Seit der letzten Wahl im Jahr 2014 sind 192.000 Wahlberechtigte neu nach Brandenburg gezogen - viele von ihnen wohnten früher in Berlin. 155.000 Berliner zogen laut statistischem Landesamt seit 2014 nach Brandenburg. Wieviele Kinder und noch nicht wahlberechtigte Teenager unter 18 herausgerechnet werden müssen, erfasst die Statistik nicht.

Eindeutig mit Zahlen belegen lässt sich: In der Gruppe der zugezogenen Wahlberechtigten landen die Grünen klar auf Platz 1 - doch dahinter folgt auch schon die AfD, dicht gefolgt von CDU und SPD.

Das Klischee, der Wahlerfolg der Grünen in Brandenburg sei maßgeblich auf den hohen Stimmenanteil unter den Ex-Berlinern zurückzuführen, enthält also ein Körnchen Wahrheit - aber mehr auch nicht.
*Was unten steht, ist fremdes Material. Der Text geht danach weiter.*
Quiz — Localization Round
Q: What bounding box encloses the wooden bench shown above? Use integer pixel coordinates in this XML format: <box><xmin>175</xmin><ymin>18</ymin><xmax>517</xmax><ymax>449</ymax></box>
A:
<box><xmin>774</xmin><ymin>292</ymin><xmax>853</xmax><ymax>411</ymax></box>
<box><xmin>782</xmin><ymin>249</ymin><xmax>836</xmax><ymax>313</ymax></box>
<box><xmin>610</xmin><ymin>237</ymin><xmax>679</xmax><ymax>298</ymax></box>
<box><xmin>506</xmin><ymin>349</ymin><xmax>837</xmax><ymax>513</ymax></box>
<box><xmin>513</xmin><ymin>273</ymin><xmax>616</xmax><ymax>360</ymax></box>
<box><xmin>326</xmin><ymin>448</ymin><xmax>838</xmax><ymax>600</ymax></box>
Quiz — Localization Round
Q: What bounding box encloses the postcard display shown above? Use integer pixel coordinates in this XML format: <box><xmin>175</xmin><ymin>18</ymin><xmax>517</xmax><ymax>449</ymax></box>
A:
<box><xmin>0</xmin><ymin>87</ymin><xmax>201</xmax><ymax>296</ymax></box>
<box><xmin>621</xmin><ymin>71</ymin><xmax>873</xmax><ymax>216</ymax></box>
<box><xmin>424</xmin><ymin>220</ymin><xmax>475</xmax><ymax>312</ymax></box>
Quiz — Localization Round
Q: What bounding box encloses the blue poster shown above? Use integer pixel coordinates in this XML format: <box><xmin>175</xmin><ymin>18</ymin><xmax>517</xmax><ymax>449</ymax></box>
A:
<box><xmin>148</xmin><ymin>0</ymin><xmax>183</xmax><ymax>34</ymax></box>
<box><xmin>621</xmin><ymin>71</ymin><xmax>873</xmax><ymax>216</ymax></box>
In harten Zahlen: Wenn man die seit 2014 Zugezogenen aus dem Wahlergebnis herausrechnet, landen die Brandenburger Grünen statt bei 10,8 bei 9,7 Prozent - auch das wäre immer noch ein respektables Ergebnis.

Hinweis zur Methodik: Das Wanderungsmodell hat Infratest dimap für den rbb und die ARD erstellt. Die Wählerwanderungsströme zwischen den Parteien und die "Haltequoten" der Parteien werden dabei geschätzt. Grundlage sind amtliche Statistiken, repräsentative Umfragen vor der Wahl und am Wahltag sowie das Ergebnis der vorläufigen Auszählung am Wahlsonntag. In der Wählerwanderung werden aktuelle und frühere Nichtwähler berücksichtigt sowie Änderungen in der Zusammensetzung der Wählerschaft (zugezogene und weggezogene Wähler sowie neu hinzugekommene Erstwähler und verstorbene frühere Wähler).